Hewson, Jim
JHewson at nciinc.com
Mon Jun 16 10:25:38 CDT 2008
Thanks, Lambert.
Sorry, it's taken so long to respond... I had the audacity to take a couple of days off.
I still can't get Excel to shutdown, though.
It's still open in the task manager.
Jim
jhewson at nciinc.com
-----Original Message-----
From: accessd-bounces at databaseadvisors.com [mailto:accessd-bounces at databaseadvisors.com] On Behalf Of Heenan, Lambert
Sent: Friday, June 13, 2008 4:13 PM
To: 'Access Developers discussion and problem solving'
Subject: Re: [AccessD] Hide datasheet view of table when appending
Quitting Excel.
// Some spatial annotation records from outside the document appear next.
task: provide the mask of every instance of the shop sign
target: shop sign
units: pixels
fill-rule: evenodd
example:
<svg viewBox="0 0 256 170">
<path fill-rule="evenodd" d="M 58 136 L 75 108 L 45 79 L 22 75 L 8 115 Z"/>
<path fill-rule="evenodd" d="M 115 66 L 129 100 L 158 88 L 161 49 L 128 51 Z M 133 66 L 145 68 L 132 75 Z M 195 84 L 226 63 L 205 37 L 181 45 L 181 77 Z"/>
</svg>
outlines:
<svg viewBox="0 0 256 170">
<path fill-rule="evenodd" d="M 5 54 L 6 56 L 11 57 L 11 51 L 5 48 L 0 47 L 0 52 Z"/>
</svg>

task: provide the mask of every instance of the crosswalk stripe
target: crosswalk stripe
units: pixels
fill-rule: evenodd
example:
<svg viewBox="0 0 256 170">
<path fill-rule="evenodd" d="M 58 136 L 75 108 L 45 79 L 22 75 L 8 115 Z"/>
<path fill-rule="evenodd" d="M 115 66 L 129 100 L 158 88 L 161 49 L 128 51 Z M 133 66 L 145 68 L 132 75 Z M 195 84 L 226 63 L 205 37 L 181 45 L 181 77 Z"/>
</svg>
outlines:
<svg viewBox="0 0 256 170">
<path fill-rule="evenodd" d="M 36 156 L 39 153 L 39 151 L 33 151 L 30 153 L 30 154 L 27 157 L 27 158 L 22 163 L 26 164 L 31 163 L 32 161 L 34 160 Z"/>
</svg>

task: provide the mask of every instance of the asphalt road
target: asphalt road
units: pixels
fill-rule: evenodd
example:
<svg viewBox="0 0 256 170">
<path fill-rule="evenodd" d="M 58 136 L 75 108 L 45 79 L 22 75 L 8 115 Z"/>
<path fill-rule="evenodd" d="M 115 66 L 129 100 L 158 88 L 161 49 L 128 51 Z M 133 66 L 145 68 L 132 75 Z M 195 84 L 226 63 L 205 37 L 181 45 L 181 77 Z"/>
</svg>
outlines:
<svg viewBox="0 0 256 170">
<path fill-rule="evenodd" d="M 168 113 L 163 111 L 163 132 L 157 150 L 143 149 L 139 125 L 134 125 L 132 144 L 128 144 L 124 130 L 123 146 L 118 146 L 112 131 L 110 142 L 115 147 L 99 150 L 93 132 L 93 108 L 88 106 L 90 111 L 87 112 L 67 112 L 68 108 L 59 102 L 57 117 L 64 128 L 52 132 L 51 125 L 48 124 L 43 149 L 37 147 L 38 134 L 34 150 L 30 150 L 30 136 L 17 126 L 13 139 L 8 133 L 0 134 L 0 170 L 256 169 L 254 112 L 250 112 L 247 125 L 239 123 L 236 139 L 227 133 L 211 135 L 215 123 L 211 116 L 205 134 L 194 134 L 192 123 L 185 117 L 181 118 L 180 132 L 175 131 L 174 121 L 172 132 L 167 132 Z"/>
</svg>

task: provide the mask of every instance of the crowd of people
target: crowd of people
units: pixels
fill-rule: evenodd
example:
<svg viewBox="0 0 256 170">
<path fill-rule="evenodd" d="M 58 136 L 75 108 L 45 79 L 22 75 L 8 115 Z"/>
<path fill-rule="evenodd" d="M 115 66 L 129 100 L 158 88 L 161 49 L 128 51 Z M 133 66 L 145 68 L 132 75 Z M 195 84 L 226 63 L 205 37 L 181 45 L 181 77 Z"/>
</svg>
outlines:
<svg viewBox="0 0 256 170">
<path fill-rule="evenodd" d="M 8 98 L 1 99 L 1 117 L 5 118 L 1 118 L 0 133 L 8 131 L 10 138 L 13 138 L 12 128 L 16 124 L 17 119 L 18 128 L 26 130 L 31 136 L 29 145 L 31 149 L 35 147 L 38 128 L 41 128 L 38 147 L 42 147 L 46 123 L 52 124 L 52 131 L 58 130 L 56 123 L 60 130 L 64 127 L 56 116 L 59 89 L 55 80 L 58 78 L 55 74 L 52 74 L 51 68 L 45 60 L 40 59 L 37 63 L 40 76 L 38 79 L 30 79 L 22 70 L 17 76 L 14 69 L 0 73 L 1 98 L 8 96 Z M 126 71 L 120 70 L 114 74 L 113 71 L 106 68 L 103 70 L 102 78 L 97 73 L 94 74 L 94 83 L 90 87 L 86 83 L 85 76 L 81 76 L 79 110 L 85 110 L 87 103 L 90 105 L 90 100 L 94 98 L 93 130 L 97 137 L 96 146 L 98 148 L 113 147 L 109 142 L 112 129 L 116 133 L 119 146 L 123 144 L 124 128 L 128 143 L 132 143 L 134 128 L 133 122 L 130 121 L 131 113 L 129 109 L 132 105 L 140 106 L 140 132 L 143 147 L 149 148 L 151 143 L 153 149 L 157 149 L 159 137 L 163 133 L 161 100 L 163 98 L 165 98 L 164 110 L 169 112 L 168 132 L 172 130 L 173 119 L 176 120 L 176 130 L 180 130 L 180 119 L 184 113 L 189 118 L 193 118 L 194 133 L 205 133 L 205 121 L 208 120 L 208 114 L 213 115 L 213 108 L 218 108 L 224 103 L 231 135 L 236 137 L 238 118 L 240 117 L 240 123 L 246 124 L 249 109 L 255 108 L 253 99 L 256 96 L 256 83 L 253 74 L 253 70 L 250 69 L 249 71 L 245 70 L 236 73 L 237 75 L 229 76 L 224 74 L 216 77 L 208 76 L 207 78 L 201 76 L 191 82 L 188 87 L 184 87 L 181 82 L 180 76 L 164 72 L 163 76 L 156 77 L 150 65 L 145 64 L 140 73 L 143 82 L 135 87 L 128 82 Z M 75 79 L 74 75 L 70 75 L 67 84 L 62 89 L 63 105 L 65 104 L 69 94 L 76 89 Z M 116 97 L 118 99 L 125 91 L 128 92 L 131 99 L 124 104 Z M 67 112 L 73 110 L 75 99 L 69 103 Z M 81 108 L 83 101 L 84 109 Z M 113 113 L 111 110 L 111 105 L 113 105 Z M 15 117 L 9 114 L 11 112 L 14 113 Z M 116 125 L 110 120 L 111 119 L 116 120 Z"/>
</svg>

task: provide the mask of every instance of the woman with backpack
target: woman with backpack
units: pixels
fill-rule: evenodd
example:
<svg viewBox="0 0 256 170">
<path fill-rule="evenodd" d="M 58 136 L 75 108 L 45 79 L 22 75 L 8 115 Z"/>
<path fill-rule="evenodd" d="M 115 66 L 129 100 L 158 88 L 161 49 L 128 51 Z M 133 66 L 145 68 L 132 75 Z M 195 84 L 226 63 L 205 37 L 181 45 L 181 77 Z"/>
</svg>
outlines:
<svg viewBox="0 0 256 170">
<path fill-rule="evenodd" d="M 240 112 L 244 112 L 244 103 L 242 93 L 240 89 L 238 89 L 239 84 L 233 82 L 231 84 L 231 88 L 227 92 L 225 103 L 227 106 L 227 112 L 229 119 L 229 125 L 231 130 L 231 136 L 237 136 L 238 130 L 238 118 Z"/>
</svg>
This is how I do it...
Sub Excel_CloseWorkBook(xlApp As Excel.Application, Optional bSaveChanges As
Boolean = False)
Dim wb As Excel.Workbook
On Error Resume Next
If xlApp.Name > "" Then ' reference a property to see if we get an error
End If
If Err.Number <> 0 Then Exit Sub ' already closed
On Error GoTo 0
For Each wb In xlApp.Workbooks 'Close all open workbooks
wb.Close bSaveChanges
Next wb
xlApp.UserControl = False
Set xlApp = Nothing
End Sub
The crucial statement is "xlApp.UserControl = False ". Leave it out and
Excel will not shut down.
In use it's a case of setting all your references to worksheets to nothing
and then call
Excel_CloseWorkBook objExlApp, [True|False]
HTH - works for me. :-)
Lambert
-----Original Message-----
From: accessd-bounces at databaseadvisors.com
[mailto:accessd-bounces at databaseadvisors.com] On Behalf Of Hewson, Jim
Sent: Friday, June 13, 2008 3:54 PM
To: Access Developers discussion and problem solving
Subject: Re: [AccessD] Hide datasheet view of table when appending
I've used a Recordset before, I didn't think about using it.
I have the TransferSpreadsheet working as Lambert suggested and everything
is working.
My only problem now is that Excel won't shut down even though I tell it to
quit and set the reference to nothing.
Thanks everyone for your help.
Jim
jhewson at nciinc.com
-----Original Message-----
From: accessd-bounces at databaseadvisors.com
[mailto:accessd-bounces at databaseadvisors.com] On Behalf Of Drew Wutka
Sent: Friday, June 13, 2008 2:48 PM
To: Access Developers discussion and problem solving
Subject: Re: [AccessD] Hide datasheet view of table when appending
The difference is control, without opening Excel. Have you ever used a
recordset in code? With ADO, you can open an excel spreadsheet as a
recordset. Don't even have to have Excel installed on the machine.